Suppose we have an object orbiting the Earth with a circular orbit of radius $R$. We then change the velocity by an angle $\alpha$, without changing the speed. The textbook then asks what orbit will the object describe.
My guess is an ellipse, but of course I want to show it. The initial angular momentum is $L_0 = mRv$ and the final one is $L = mRv\cos(\alpha) = L_0\cos(\alpha)$.
I want to study the initial and final energies in order to deduce the path of the orbit.

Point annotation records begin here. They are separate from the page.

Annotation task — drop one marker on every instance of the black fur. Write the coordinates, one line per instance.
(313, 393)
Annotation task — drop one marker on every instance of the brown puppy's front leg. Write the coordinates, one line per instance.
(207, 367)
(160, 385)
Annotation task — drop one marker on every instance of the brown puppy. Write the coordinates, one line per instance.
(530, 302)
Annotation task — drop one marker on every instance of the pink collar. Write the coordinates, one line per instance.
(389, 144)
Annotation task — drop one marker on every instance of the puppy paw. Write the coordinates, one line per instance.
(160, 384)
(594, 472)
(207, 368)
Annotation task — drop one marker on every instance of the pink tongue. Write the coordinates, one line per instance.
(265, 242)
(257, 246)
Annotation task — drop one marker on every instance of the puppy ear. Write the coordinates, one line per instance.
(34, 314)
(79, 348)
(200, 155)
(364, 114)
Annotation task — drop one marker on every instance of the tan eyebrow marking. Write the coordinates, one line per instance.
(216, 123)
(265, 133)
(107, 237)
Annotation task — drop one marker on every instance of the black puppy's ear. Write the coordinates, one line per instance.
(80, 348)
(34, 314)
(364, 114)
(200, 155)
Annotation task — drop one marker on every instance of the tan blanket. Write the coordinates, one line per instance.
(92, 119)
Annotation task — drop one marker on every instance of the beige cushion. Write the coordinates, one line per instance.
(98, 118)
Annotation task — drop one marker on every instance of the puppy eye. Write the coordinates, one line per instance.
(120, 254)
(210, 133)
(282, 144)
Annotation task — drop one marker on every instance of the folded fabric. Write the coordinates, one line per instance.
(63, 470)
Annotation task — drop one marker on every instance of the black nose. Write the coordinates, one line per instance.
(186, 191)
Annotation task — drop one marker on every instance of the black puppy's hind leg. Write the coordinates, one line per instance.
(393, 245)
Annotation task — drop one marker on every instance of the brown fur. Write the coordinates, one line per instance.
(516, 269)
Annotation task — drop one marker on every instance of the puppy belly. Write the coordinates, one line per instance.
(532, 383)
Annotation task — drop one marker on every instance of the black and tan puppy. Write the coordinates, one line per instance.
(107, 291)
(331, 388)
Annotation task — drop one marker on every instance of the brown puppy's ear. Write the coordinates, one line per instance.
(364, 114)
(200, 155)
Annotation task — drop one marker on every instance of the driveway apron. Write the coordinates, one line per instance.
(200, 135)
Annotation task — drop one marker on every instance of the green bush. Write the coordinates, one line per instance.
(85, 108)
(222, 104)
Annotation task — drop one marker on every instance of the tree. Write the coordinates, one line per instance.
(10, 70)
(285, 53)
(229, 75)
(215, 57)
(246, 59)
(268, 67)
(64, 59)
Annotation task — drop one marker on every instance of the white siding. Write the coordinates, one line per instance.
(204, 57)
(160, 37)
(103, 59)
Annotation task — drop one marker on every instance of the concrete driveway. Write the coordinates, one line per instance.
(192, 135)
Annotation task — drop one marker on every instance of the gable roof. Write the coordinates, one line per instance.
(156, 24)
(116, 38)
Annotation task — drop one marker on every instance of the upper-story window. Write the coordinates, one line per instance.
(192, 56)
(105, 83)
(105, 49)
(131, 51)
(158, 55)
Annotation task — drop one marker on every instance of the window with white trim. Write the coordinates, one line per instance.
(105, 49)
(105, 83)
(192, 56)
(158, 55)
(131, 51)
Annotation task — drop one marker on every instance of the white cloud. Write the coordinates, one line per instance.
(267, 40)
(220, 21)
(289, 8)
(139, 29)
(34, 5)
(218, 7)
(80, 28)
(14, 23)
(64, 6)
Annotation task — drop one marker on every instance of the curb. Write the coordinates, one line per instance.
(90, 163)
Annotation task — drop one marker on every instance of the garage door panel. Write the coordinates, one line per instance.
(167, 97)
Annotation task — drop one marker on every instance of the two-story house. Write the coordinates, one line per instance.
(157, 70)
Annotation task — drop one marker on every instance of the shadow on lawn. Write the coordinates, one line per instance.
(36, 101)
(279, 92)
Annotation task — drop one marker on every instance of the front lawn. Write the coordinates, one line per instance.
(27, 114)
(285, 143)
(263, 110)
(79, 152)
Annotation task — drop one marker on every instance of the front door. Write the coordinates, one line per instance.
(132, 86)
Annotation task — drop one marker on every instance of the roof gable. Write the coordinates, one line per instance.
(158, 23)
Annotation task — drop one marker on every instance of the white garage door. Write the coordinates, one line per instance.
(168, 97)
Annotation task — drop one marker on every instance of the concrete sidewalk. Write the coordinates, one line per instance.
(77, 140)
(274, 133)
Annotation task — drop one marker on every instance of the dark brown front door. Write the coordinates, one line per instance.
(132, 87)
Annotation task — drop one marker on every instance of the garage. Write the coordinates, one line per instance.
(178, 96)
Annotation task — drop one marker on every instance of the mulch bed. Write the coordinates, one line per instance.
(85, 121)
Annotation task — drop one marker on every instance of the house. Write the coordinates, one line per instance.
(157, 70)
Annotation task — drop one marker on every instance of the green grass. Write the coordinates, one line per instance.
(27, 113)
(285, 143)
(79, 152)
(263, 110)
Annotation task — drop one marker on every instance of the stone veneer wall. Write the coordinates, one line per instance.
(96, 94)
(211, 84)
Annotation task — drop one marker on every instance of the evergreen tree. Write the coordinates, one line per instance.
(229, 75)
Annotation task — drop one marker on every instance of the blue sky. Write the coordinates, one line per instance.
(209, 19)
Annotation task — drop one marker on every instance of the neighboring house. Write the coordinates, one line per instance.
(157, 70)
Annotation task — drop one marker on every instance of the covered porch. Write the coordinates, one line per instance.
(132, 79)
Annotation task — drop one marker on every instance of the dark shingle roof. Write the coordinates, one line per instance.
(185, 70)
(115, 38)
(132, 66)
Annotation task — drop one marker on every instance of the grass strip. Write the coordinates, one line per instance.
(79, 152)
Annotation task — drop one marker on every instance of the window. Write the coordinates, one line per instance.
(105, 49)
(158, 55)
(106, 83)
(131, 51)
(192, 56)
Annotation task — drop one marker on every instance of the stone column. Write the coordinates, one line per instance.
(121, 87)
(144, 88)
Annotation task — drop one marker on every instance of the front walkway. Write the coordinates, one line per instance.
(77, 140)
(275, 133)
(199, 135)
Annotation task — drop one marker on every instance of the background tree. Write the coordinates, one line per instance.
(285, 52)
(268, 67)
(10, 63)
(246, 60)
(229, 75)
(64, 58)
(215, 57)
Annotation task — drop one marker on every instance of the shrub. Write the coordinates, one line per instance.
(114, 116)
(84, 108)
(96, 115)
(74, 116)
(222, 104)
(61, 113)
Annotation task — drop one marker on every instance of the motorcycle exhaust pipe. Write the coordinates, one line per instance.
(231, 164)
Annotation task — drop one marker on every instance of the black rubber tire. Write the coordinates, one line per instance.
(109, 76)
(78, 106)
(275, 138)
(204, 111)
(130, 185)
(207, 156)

The initial energy of the particle is : $$E_0 = T_0 + U_{eff}^0 = \frac{1}{2}mv_0^2 + \frac{L_0^2}{2mR^2} + \frac{K}{R^2}$$ And the final one is : $$E = T + U_{eff} = T_0 + \frac{L_0^2\cos^2(\alpha)}{2mr^2} + \frac{K}{r^2}$$
Now the textbook says that the mechanical energy of the particle does not change, since $E = T_0 + \frac{K}{r} = T + \frac{K}{r}$, but isn't the mechanical energy of the particle $E = T + {U_{eff}}$?
In that case, the mechanical energy of the particle does change, so the textbook would be wrong. If not, can someone explain it to me?